I’m not a mom who plays. I mean, I will, but I personally don’t like knocking down a stack of blocks twenty thousand times in a row, no matter how much joy it brings my kids.

Thankfully, my husband is a dad who plays. A few summers ago, he came up big while we were vacationing at the beach. He dug an impressive hole in the sand, a hole so deep you had to lean over the edge to see the bottom. Then, with the enthusiasm of a carnival showman, he got all three kids to race back and forth from the ocean, carrying buckets of water to fill the hole as quickly as they could.

Over and over again, they hauled and poured, hauled and poured.
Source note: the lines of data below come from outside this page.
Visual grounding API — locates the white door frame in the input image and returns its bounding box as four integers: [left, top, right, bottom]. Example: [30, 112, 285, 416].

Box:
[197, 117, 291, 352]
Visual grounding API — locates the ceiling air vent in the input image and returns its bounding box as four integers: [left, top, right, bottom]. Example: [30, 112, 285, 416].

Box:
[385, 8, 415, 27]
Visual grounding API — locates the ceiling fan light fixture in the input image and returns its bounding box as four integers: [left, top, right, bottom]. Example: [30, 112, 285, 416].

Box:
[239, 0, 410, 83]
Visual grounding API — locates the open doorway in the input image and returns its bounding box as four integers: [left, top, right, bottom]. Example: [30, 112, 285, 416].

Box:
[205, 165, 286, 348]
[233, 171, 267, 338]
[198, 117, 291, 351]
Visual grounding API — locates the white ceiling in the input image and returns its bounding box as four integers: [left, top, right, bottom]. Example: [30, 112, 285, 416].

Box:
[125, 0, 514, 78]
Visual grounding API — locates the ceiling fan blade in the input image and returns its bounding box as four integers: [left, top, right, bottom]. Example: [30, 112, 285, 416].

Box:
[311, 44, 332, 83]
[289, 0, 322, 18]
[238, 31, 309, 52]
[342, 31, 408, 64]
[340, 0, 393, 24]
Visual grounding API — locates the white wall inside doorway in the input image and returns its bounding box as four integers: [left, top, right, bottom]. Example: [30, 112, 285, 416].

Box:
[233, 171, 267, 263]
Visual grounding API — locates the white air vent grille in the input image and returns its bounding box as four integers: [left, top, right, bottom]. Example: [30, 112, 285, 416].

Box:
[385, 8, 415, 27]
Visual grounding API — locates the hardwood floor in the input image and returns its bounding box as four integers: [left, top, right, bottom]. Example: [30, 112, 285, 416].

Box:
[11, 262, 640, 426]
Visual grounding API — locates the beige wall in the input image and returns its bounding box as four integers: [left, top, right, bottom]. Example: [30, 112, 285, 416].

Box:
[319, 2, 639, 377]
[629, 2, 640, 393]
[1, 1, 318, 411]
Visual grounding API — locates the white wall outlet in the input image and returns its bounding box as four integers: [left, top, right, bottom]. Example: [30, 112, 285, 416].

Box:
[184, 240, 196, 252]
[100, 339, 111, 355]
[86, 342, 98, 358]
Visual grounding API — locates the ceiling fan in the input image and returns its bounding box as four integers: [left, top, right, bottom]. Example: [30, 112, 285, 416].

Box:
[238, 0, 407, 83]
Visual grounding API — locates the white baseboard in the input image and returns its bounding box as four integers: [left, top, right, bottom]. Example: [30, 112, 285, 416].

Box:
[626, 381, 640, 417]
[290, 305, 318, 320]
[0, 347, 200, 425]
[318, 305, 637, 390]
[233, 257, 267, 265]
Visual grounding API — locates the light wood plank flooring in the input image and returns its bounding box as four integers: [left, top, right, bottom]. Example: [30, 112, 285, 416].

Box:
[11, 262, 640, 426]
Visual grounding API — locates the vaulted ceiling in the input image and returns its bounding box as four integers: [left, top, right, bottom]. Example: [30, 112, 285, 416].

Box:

But that hole would not fill up.

Every single drop soaked back into the sand, taunting them in their efforts. Because my kids are adorable little weirdos, they thought it was fun and played the game for a long while—that is, until a flock of aggressive seagulls became more interesting.

As they ran off to chase birds, I saw the discarded buckets surrounding an empty hole and realized I was looking at a metaphor of my life. Maybe it’s one for yours too.
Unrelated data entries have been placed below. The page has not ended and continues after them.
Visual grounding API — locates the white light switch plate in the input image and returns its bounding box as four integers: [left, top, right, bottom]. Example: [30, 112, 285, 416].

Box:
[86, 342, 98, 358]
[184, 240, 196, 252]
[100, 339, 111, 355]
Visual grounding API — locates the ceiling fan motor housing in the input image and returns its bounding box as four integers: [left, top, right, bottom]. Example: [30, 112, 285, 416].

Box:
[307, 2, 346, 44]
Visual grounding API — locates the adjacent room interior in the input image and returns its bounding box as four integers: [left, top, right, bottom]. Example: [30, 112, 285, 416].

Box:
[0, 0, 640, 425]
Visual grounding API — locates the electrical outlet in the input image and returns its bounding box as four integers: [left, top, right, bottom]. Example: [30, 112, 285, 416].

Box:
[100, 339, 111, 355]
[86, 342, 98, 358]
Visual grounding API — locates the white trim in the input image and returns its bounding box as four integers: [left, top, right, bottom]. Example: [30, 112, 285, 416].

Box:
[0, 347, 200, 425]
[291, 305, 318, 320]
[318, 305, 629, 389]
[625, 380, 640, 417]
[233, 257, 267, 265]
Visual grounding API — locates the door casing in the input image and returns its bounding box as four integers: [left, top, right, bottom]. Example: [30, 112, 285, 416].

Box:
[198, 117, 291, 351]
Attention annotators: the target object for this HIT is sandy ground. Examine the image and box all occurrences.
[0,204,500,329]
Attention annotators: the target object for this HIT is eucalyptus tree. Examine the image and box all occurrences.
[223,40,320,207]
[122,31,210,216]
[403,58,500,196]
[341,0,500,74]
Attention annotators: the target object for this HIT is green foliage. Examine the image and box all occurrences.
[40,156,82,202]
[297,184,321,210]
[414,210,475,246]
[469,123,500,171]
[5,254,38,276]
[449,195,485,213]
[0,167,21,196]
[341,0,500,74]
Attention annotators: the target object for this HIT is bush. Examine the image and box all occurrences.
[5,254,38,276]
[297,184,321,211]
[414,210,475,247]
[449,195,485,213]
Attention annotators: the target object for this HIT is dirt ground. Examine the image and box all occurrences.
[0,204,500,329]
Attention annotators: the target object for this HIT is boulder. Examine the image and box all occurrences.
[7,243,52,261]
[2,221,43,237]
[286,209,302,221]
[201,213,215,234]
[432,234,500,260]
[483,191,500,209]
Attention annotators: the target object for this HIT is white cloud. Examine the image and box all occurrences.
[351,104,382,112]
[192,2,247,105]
Here’s what we do as women. We pick our spot in the sand to dig a hole, checking to see if the women around us are choosing similar (or, gulp, better) spots, trying not to be distracted by their motherly patience and bikini bodies. We start digging, hoping the hole is deep enough and headed in the right direction. Where is it going? No idea, but who cares. Everyone else is digging, so we dig too.
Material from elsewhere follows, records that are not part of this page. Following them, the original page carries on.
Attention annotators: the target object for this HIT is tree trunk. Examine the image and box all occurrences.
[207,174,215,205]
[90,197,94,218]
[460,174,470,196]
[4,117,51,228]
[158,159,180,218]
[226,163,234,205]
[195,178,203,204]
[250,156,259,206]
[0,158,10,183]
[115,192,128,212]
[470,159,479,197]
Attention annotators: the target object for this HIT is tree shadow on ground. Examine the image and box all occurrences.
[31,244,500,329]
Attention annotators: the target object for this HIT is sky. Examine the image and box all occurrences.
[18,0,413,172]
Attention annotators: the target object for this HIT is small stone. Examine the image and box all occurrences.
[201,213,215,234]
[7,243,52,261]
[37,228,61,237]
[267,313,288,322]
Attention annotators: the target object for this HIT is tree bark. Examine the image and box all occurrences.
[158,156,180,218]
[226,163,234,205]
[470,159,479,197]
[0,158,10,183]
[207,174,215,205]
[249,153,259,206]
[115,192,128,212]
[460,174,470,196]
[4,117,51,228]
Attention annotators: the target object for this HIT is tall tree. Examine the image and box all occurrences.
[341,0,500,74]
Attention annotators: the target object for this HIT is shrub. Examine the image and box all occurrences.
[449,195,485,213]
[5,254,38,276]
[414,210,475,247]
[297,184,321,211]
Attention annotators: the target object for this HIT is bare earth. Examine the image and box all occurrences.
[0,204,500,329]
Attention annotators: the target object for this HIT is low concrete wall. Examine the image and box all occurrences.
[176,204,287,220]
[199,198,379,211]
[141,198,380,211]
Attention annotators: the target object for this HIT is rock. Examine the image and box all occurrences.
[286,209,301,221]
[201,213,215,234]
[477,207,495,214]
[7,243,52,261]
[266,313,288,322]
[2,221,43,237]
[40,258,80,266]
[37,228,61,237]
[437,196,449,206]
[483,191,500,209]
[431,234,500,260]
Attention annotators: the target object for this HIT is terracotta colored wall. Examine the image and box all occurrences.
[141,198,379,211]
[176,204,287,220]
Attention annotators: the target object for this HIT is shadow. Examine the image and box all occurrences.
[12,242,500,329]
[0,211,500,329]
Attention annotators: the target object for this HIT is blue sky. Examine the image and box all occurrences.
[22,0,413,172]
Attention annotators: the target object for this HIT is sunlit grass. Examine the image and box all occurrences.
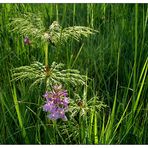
[0,4,148,144]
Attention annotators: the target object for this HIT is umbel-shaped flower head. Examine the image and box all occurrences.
[43,85,69,121]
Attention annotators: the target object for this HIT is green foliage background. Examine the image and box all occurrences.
[0,4,148,144]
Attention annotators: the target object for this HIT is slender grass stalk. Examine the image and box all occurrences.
[94,112,99,144]
[12,85,30,144]
[133,4,138,100]
[44,42,48,67]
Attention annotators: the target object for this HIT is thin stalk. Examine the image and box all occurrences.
[44,42,48,68]
[12,86,30,144]
[133,4,138,100]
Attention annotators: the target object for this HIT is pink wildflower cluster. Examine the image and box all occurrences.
[43,85,69,121]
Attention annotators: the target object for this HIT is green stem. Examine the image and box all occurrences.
[44,42,48,67]
[133,4,138,101]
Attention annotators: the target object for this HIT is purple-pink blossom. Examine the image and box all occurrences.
[43,85,69,121]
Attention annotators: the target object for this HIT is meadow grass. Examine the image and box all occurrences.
[0,4,148,144]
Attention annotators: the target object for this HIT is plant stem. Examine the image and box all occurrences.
[44,42,48,68]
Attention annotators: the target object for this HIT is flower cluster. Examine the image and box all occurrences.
[43,85,69,121]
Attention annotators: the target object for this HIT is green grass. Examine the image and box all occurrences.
[0,4,148,144]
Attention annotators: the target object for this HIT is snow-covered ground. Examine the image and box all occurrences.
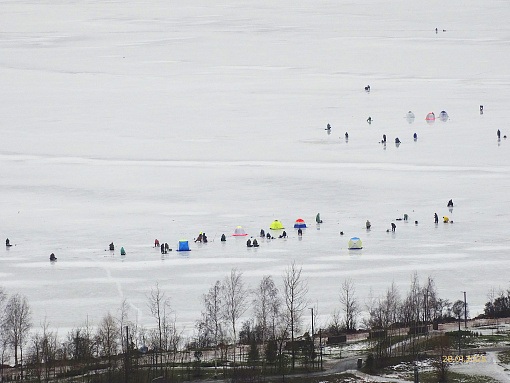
[0,0,510,338]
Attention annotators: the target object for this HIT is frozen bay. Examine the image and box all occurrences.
[0,0,510,336]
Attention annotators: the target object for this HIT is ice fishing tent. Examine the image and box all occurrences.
[294,218,306,229]
[269,219,285,230]
[349,237,363,250]
[425,112,436,124]
[406,111,415,124]
[232,226,248,237]
[177,241,190,251]
[439,110,450,122]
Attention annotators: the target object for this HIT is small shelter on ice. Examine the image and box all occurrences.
[269,219,285,230]
[425,112,436,124]
[349,237,363,250]
[232,226,248,237]
[294,218,306,229]
[439,110,450,122]
[406,111,414,124]
[177,240,190,251]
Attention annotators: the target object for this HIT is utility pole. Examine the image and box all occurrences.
[463,291,467,328]
[310,307,315,370]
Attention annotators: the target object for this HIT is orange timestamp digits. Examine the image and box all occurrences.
[442,354,487,363]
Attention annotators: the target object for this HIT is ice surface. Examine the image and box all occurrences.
[0,0,510,332]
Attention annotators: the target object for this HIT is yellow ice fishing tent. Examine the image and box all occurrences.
[269,219,285,230]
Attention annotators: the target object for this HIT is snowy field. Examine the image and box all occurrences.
[0,0,510,334]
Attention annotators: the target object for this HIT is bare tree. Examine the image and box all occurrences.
[148,282,171,364]
[340,278,360,331]
[2,294,32,380]
[222,268,248,366]
[283,262,308,369]
[96,313,120,372]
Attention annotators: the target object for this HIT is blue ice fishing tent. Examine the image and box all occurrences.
[177,241,190,251]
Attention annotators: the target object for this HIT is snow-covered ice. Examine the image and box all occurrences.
[0,0,510,331]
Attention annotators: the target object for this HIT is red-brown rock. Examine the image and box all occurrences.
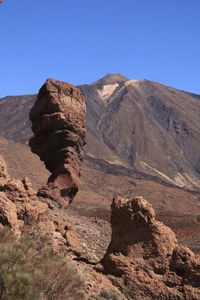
[102,196,200,300]
[29,79,85,207]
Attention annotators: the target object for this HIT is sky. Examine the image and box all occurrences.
[0,0,200,97]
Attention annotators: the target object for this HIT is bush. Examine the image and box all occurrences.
[0,229,84,300]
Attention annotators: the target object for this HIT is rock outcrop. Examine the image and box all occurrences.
[29,79,86,207]
[102,197,200,300]
[0,156,82,256]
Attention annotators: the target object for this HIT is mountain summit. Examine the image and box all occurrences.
[91,73,129,87]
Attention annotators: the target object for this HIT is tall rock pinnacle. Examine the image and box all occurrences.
[29,79,86,207]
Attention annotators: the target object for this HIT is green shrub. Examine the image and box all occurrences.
[0,229,84,300]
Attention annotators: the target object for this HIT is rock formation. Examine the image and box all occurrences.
[102,197,200,300]
[29,79,85,207]
[0,156,82,255]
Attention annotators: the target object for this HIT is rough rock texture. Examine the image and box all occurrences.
[29,79,86,206]
[102,197,200,300]
[0,156,82,255]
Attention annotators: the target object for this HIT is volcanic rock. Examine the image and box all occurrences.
[102,196,200,300]
[29,79,86,207]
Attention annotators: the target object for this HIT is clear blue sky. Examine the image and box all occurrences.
[0,0,200,97]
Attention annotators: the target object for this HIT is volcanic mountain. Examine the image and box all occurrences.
[0,74,200,225]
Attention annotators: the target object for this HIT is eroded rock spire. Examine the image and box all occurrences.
[29,79,86,207]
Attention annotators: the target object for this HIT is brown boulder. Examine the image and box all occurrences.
[29,79,86,206]
[102,196,200,300]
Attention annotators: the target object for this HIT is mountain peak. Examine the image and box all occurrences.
[91,73,129,87]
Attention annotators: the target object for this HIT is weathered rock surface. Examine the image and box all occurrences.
[0,156,82,255]
[29,79,86,206]
[102,197,200,300]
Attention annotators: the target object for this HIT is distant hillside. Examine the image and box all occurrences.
[0,74,200,220]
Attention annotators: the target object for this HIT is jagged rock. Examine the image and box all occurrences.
[29,79,85,206]
[0,157,82,255]
[0,155,9,186]
[102,196,200,300]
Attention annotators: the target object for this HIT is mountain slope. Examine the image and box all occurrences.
[0,74,200,190]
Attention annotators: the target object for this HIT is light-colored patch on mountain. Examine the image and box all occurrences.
[98,83,119,100]
[124,79,143,86]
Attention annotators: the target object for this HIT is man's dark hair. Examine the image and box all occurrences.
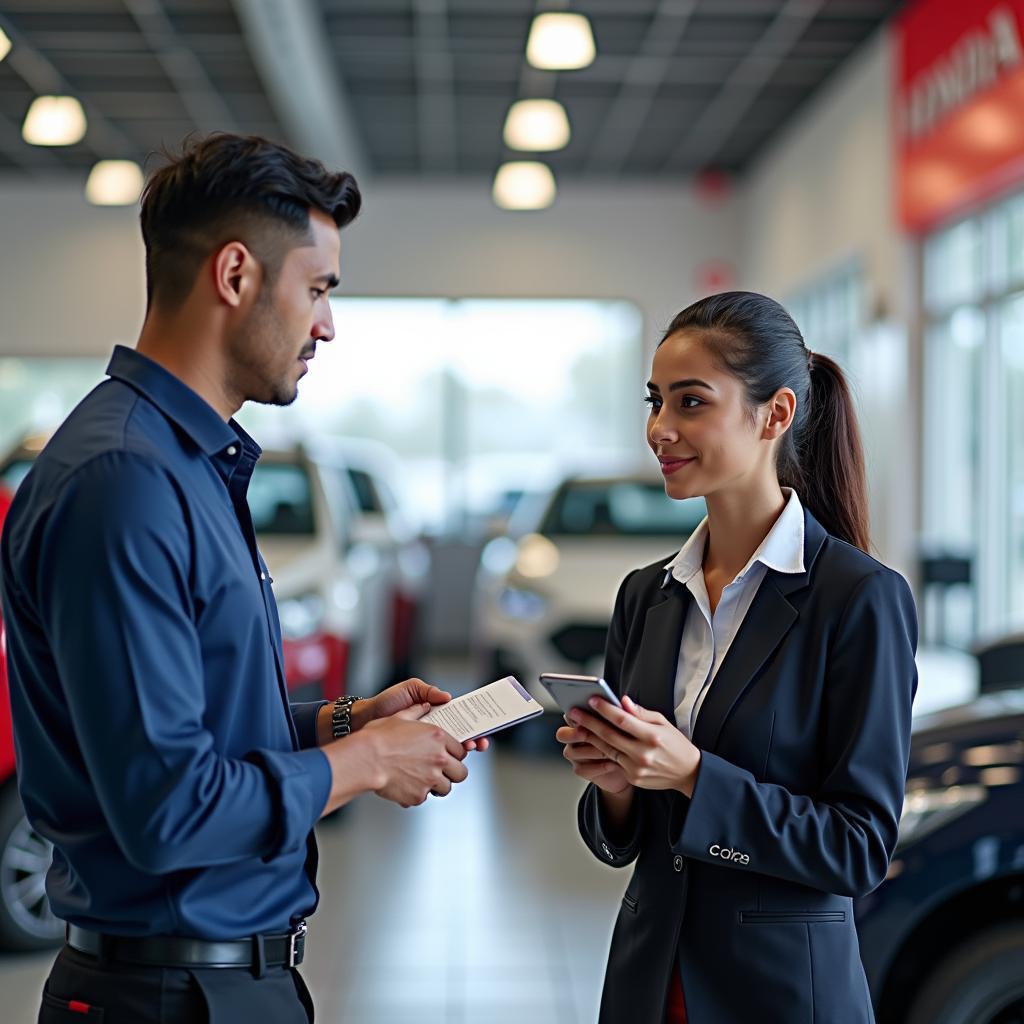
[141,132,362,308]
Eventually it’s time to start hauling buckets to fill the hole. We carry load after load of “water”—color-coded calendars, room-mom responsibilities, meal plans, and work-life balance. We haul. We try. We sweat. And we watch that hole stay empty.

Now we’re confused.

Does everyone else have this figured out? Is my hole too deep? And where is all the water going?

We pause to catch our breath, wondering if everyone else feels like an epic failure too. One person can’t possibly keep up with a clean house, a fulfilling job, a well-adjusted family, an active social life, and a running regimen of fifteen miles a week, right?

With silence our only answer, we decide, No, it’s just me. I need to get it together. What follows is a flurry of habit trackers, calendar overhauls, and internet rabbit holes to figure out how to be better, until we pass out from emotional exhaustion or actual adrenal fatigue or we give up completely and head back to the beach house for a shame-filled margarita.

The Real Reason You’re Tired

You’re not tired because laundry takes up more space on your couch than humans do, no one in your house seems to care about your work deadline, or your kid’s school lunch rule is “grapes must be quartered.” The tasks are plentiful, but you know your to-do list isn’t solely to blame.

You’re “on” all the time, trying to be present with your people, managing the emotions of everyone around you, carrying the invisible needs of strangers in line at the post office, and figuring out how to meet your own needs with whatever you have left over—assuming you know what your needs are in the first place.

It’s too much. Or maybe it feels like too much because you haven’t read the right book, listened to the right podcast, or found the right system.

I know that feeling. I’ve spent an embarrassing number of hours searching for the right tools to make my life feel under control, and I have the abandoned stack of planners and highlighted self-help books to prove it. Unnecessary spoiler alert: they didn’t help.

On one side, I felt like I had to create a carbon copy of the author’s life, even though I dislike going to bed early and don’t travel to twenty cities a year speaking at events.

On the other side? Follow your dreams, girl. Apparently, my to-do list isn’t the problem; my small-time thinking is.

Still, I highlighted dozens of passages, trying to MacGyver together some kind of plan that made sense for me. Maybe the right combination of life hacks and inspirational quotes would keep me from lying awake in the middle of the night with worry. Yet despite book after book, quote after quote, and plan after plan, I stayed tired. Maybe you’re reading this book because you feel it too.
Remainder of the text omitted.